Enhancing Quality of Life in Pediatric Palliative Care: Insights, Challenges, and Future Directions—A Systematic Review

Abstract

Pediatric palliative care (PPC) programs are essential in encompassing not only the affected children but also their family system and the healthcare and educational professionals involved. Despite the field’s significance, there is a notable scarcity in current literature, which underscores the pressing need for further research into the attributes of PPC programs that effectively enhance the quality of life (QoL) for pediatric patients. This study particularly emphasizes the pivotal role of schools as key community resources within this framework, highlighting the crucial aspect of educational integration in PPC. Through a systematic review of relevant literature and applying stringent inclusion and exclusion criteria, we identified pertinent studies across various databases. Of these, 30 articles met our criteria and were subject to a thorough qualitative analysis.

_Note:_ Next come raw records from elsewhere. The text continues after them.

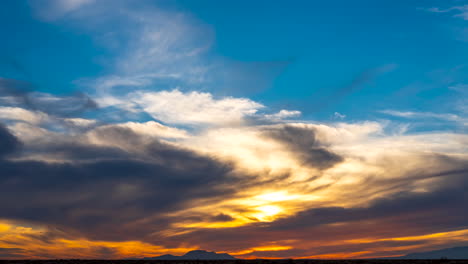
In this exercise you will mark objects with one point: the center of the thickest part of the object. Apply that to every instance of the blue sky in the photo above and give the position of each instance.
(303, 52)
(272, 129)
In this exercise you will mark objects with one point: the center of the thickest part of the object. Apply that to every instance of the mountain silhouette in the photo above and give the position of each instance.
(195, 255)
(448, 253)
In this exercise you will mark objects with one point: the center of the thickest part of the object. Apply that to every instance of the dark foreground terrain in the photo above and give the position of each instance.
(256, 261)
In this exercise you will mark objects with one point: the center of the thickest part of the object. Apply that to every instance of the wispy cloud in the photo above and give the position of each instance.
(460, 11)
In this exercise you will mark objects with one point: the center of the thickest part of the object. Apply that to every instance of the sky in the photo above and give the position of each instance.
(262, 129)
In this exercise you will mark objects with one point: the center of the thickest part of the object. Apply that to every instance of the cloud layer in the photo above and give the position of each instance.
(145, 161)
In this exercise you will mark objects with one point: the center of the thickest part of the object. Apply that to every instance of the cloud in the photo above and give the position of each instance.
(283, 114)
(355, 85)
(8, 142)
(16, 93)
(193, 108)
(427, 115)
(180, 167)
(461, 11)
(302, 142)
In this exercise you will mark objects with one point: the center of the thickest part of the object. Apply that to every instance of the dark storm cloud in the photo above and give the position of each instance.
(302, 142)
(406, 213)
(8, 143)
(23, 94)
(103, 198)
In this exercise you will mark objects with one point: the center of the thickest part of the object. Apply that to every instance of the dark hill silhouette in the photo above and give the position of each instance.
(448, 253)
(195, 255)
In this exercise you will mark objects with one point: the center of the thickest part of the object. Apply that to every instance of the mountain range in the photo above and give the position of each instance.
(195, 255)
(447, 253)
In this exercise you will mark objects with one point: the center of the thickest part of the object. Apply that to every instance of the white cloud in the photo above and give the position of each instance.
(409, 114)
(194, 108)
(337, 115)
(155, 129)
(461, 11)
(20, 114)
(283, 114)
(55, 9)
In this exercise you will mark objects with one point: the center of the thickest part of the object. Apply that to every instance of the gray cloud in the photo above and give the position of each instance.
(23, 94)
(105, 194)
(302, 142)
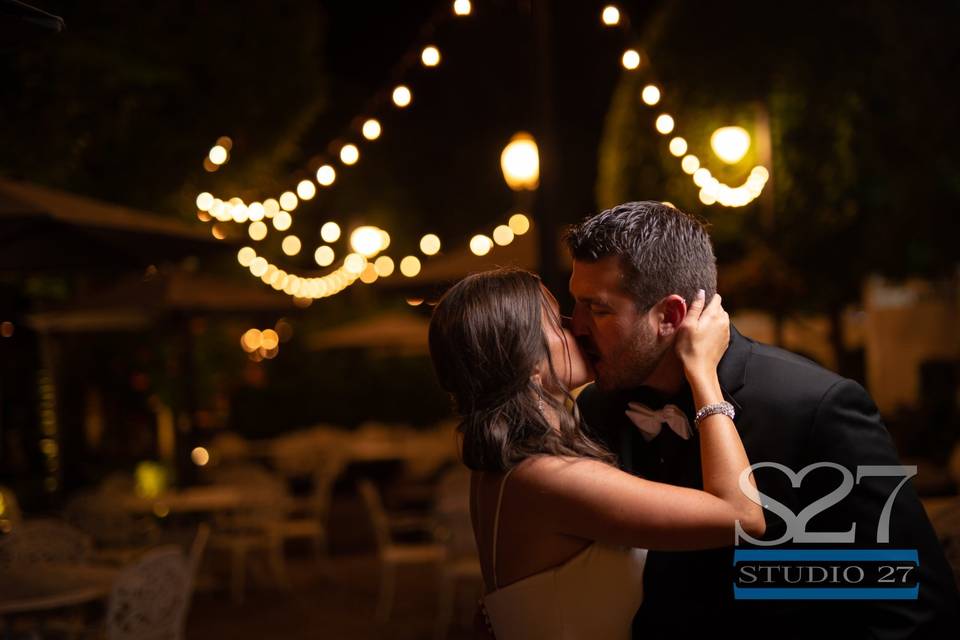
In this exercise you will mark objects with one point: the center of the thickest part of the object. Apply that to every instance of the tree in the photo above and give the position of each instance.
(864, 180)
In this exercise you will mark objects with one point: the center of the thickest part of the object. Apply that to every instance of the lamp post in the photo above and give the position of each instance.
(520, 163)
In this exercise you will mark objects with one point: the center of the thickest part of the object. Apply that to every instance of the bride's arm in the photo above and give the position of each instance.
(592, 500)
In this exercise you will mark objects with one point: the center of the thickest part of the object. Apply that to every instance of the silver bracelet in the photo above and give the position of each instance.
(720, 407)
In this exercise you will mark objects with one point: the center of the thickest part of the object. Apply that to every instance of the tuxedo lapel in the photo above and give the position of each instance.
(732, 370)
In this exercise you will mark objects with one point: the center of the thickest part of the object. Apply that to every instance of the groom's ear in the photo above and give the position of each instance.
(670, 314)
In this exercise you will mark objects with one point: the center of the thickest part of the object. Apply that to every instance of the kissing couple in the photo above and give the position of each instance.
(618, 513)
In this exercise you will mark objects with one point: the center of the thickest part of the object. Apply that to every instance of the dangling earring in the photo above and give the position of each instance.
(539, 396)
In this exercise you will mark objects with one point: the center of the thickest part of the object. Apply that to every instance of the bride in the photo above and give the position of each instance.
(562, 533)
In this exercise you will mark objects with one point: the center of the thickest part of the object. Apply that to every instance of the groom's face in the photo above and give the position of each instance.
(619, 339)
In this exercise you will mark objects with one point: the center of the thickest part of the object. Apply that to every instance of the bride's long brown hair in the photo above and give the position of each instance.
(486, 338)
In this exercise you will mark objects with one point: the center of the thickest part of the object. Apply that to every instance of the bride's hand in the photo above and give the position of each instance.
(703, 337)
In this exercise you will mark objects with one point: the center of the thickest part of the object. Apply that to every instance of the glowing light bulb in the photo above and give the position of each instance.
(402, 96)
(217, 155)
(730, 143)
(384, 266)
(610, 15)
(204, 201)
(245, 256)
(291, 245)
(650, 95)
(410, 266)
(326, 175)
(519, 224)
(371, 129)
(330, 232)
(289, 200)
(366, 240)
(480, 245)
(257, 230)
(349, 154)
(520, 163)
(678, 146)
(306, 189)
(430, 56)
(354, 264)
(503, 235)
(664, 123)
(323, 256)
(256, 212)
(430, 244)
(282, 221)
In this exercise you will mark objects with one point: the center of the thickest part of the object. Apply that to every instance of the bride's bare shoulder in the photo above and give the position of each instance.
(546, 472)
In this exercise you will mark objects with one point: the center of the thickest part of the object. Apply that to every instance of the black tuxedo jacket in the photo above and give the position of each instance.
(796, 413)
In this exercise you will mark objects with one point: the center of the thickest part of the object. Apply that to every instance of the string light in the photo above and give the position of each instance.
(282, 221)
(402, 96)
(729, 143)
(410, 266)
(326, 175)
(291, 245)
(288, 200)
(519, 224)
(330, 232)
(354, 263)
(323, 256)
(245, 256)
(480, 245)
(217, 155)
(257, 231)
(650, 95)
(430, 244)
(678, 146)
(384, 266)
(430, 56)
(371, 131)
(610, 16)
(367, 241)
(664, 123)
(306, 190)
(369, 274)
(503, 235)
(349, 154)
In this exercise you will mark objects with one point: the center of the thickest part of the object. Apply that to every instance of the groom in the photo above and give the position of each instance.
(635, 268)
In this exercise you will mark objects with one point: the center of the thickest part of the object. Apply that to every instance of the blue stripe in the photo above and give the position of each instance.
(908, 593)
(852, 555)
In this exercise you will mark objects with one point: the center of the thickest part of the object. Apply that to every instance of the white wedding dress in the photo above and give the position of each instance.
(594, 595)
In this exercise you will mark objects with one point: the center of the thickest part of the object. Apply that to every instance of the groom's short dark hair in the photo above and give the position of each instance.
(662, 250)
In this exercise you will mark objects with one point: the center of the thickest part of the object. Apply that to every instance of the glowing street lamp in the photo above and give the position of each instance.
(520, 163)
(730, 143)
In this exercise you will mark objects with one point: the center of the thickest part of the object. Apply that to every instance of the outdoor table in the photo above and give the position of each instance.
(45, 586)
(214, 498)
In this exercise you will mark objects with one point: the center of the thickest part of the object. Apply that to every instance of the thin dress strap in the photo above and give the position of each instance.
(496, 527)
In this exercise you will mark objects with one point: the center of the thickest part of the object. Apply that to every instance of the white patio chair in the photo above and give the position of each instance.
(254, 529)
(393, 554)
(455, 530)
(149, 600)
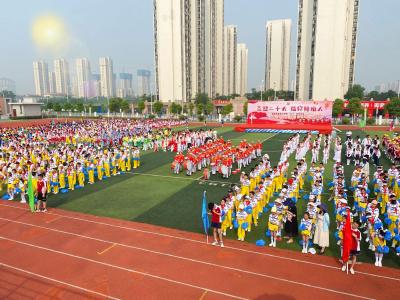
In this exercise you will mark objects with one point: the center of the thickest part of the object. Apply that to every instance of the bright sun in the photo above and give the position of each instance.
(49, 32)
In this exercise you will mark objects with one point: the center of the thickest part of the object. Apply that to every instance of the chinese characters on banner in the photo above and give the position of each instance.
(372, 107)
(290, 112)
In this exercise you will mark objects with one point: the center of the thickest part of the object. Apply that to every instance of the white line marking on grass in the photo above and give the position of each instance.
(58, 281)
(202, 242)
(185, 258)
(177, 177)
(121, 268)
(270, 137)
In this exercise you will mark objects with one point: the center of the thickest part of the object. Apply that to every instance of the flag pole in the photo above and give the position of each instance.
(207, 219)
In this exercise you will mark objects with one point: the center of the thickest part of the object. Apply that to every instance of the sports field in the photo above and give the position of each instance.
(152, 194)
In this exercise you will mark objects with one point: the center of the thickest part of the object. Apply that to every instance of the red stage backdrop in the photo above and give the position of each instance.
(289, 113)
(371, 106)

Our findings indicate that while PPC programs may vary in their methodologies, they consistently share certain core elements that significantly boost the QoL for pediatric patients. These include a holistic approach that addresses the physical, emotional, psychosocial, and spiritual facets of care; encourages the active involvement of the patient in decision-making processes; and ensures timely access to PPC services. Importantly, our analysis identified the critical role of educational settings in enhancing QoL, shedding light on the vital need for educational inclusion and the integration of schools into the broader spectrum of PPC services. The distinct individual perceptions of QoL and the varied international practices in PPC underscore the imperative to tailor successful strategies to specific local contexts, thereby fostering the global well-being of pediatric palliative care patients.